What they should do is encourage the mother to allow the father to see their son by allowing her to be awarded, so for instance she should get £150 per month and then upto the full wrack for allowing the NRP to spend two weekends plus a month with the son. I am not trying to prevent paying her but I want to knopw how I can reduce the amount I pay her to stop her from being awkward.

Regards

Phil

Comments

  • Bob says:

    Hi Phil,

    Go to http://www.dadtalk.co.uk and look at the Legal Eagle Forums there.

  • Lord Raglan says:

    Phil,

    Know where you are coming from..
    I too was in your position – all I can advise really is carry on with the best interests of your son at heart – dont let the evil ex and the unfairness of this system wind you up.

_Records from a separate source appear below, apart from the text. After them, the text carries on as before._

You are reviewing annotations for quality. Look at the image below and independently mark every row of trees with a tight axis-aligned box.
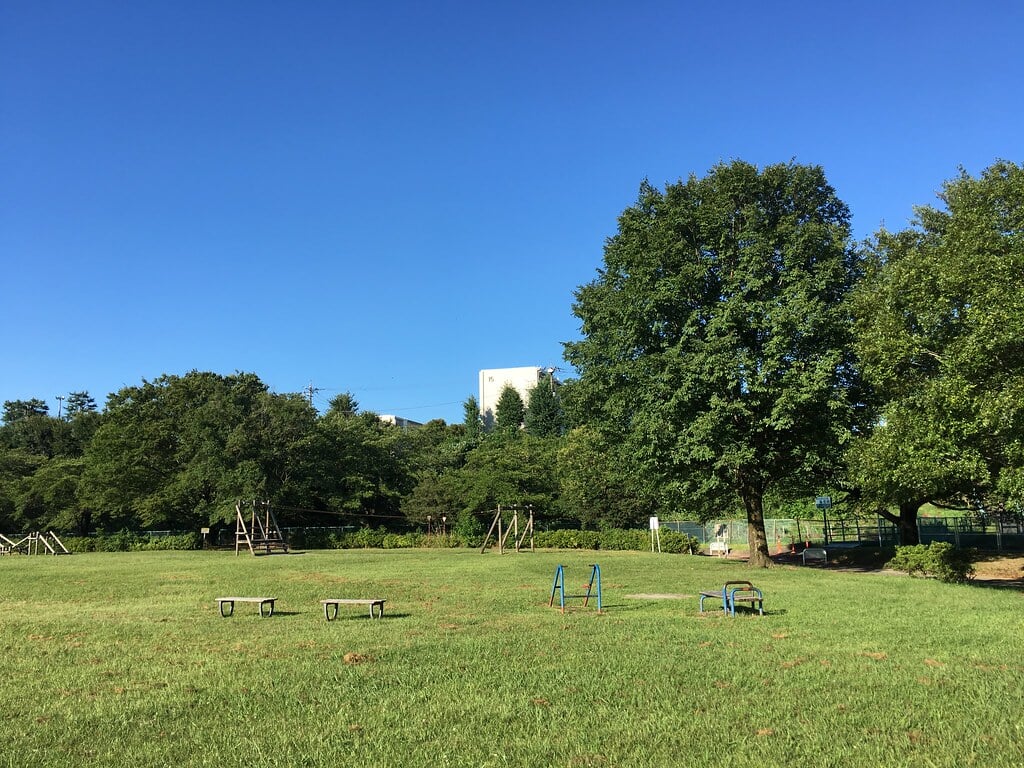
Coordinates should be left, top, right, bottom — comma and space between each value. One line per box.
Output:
0, 370, 582, 538
2, 160, 1021, 565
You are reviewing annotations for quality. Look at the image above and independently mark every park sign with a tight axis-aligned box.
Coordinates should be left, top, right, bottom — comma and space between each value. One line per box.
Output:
815, 496, 832, 510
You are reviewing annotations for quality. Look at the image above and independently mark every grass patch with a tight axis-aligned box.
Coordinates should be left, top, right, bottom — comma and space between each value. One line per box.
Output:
1, 550, 1022, 767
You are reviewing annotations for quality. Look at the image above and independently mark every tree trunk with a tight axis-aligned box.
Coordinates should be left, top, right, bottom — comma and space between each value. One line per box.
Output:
740, 487, 773, 568
877, 499, 923, 545
897, 500, 921, 545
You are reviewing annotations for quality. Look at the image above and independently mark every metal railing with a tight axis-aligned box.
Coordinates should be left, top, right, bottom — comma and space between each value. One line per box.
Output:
661, 517, 1024, 551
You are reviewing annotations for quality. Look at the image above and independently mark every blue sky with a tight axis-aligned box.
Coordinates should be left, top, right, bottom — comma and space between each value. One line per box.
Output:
2, 1, 1022, 423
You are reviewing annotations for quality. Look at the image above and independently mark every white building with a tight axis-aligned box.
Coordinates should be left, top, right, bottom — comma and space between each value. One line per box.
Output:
478, 366, 557, 426
378, 414, 423, 429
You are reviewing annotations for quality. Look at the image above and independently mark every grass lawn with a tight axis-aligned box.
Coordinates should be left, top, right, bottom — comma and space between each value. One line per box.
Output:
1, 549, 1022, 767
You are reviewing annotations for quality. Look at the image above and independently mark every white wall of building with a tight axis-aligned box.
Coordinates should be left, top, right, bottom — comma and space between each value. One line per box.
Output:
478, 366, 544, 424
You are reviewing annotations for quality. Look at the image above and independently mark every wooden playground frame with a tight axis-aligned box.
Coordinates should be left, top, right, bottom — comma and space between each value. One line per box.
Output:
234, 499, 289, 556
479, 504, 535, 554
0, 531, 71, 556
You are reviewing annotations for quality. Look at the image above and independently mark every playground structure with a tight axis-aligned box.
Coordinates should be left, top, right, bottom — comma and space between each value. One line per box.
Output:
549, 563, 603, 613
0, 531, 71, 556
479, 504, 535, 554
235, 499, 289, 556
699, 580, 764, 617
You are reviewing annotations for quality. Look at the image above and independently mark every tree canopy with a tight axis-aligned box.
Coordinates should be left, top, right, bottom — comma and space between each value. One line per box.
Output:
494, 385, 526, 433
524, 373, 565, 438
565, 160, 862, 566
850, 160, 1024, 541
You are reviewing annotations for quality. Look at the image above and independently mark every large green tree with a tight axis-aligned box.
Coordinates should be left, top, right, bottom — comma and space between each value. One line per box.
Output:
565, 161, 862, 566
80, 371, 317, 529
524, 373, 565, 437
64, 391, 98, 418
494, 385, 526, 433
462, 396, 482, 439
287, 395, 415, 526
2, 399, 49, 424
850, 161, 1024, 541
557, 425, 648, 529
453, 432, 561, 523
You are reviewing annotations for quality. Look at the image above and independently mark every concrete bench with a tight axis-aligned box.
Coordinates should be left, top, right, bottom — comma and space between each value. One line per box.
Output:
699, 581, 764, 617
802, 547, 828, 566
320, 598, 386, 621
216, 596, 276, 618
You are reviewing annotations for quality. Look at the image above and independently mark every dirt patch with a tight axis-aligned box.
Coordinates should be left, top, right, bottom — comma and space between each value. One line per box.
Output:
771, 550, 1024, 589
972, 555, 1024, 582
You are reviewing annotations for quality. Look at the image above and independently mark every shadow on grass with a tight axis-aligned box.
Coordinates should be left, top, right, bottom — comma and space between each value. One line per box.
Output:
969, 579, 1024, 591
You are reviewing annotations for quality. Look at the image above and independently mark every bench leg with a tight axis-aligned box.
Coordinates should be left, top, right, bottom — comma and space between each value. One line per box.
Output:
259, 600, 274, 618
370, 602, 384, 619
324, 602, 338, 621
219, 600, 234, 618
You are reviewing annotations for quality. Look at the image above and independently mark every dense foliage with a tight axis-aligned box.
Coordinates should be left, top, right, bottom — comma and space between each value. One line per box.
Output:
565, 161, 863, 565
850, 161, 1024, 541
3, 161, 1021, 558
885, 542, 976, 583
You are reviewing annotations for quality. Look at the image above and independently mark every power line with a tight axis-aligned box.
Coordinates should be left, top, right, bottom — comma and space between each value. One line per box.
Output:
275, 504, 410, 521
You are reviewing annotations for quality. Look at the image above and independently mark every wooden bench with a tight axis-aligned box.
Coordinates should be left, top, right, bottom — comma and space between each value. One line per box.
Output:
802, 547, 828, 566
216, 596, 276, 618
699, 581, 764, 617
320, 598, 386, 621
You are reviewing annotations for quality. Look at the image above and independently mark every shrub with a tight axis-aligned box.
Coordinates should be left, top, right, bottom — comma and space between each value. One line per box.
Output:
531, 528, 701, 554
660, 530, 702, 555
886, 542, 975, 583
60, 531, 201, 552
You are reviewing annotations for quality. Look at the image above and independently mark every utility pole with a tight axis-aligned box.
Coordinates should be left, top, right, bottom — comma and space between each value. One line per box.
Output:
55, 395, 64, 419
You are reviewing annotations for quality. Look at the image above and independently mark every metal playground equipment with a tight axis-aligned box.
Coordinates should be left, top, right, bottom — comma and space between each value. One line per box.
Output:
549, 563, 603, 613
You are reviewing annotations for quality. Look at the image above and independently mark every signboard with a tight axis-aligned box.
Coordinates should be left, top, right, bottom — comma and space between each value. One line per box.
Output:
814, 496, 832, 510
649, 516, 660, 530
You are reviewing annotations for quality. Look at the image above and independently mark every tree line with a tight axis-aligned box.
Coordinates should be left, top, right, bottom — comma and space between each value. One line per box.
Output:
2, 160, 1021, 564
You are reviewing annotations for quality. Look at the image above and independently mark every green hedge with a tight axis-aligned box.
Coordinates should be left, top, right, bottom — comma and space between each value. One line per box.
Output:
885, 542, 976, 583
56, 527, 702, 554
533, 528, 701, 554
63, 531, 202, 552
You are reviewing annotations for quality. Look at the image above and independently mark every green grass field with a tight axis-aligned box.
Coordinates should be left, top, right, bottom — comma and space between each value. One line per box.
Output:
2, 549, 1022, 767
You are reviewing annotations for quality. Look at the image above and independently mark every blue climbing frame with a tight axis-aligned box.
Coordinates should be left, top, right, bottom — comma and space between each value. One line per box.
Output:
549, 564, 603, 613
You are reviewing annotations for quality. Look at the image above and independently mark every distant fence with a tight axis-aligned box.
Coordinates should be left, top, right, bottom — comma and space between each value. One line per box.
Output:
661, 517, 1024, 552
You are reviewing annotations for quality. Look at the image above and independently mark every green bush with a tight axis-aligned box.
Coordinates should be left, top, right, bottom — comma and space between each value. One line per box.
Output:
60, 526, 702, 554
534, 529, 600, 550
61, 531, 202, 552
886, 542, 975, 583
660, 530, 702, 555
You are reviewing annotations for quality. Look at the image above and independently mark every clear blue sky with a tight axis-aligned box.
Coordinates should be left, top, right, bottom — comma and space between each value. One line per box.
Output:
2, 1, 1022, 423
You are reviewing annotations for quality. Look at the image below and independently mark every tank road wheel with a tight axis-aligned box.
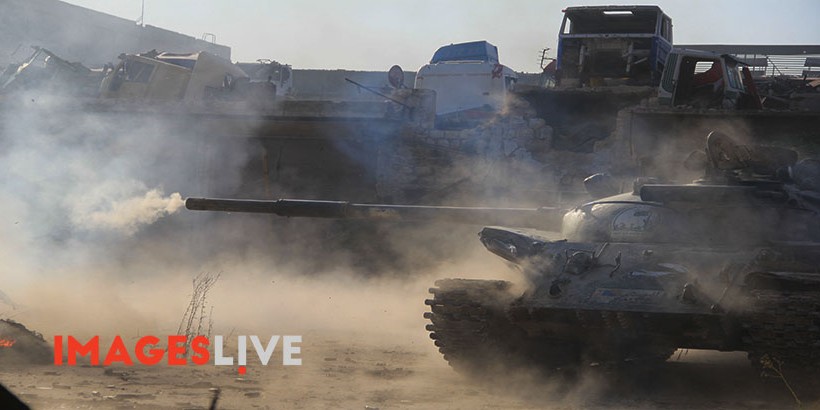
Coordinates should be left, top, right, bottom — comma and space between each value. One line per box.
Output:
743, 290, 820, 377
424, 279, 522, 376
424, 279, 579, 378
575, 310, 676, 368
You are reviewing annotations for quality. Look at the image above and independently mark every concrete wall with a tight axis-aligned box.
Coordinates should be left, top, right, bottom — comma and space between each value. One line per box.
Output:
290, 69, 541, 100
290, 69, 417, 100
0, 0, 230, 67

When phoning the CSA and you speak to staff be polite / courteous – if met with a staff member who you cannot speak too ask for another one – or their supervisor – explain to them your situation/ personalise it – let them know that you intend to do your best etc – I am not saying that this will make you play less – but it may just get some empathy and suitable advise about the best way to go about the CSA guidelines etc Not all staff who work there are heartless monsters though some are – a decent csa worker will understand your position if you tell them – looking at forms does not personalise your case like you can verbally – hopefully you will soon get a decent and fair case worker..
    My ex too sought to limit what contact i had – I also sent postcards to my children – twice per week as well as calls – it counted in the end my kids saw their mother for what she was and when aged 14 and 16 moved to live with me – my ex now paying me £5 pw – again not right when I paid her £400 pm –

    Face it you are in it for the long term – do your best by your son (can tell you will) and your fairness/ and love for him will pay dividends in the end – she will get lost in greed and spite and eventually lose out..
    Good Luck LR

  • Vic says:

    Lord Raglan a very good post – Thank you.

  • Mick says:

    Been in exact same position as you. The CSA cannot differentiate between maintenance and access to a child. It is not in their remit. A child still has to eat and wear clothes wether the NRP sees his/her child or not. I agree wholeheartedly with your dilemma because mine was the same. I lost contact with my daughter completely for almost 4 years. When i finally did get to see her again, the damage was done. She hates me now because in her eyes i abandoned her, which i didnt. I am the liar, not her mum. Paying for your child will never be dependant on wether or not you actually get any access, thats the law as it is. Sorry to be the bearer of bad news.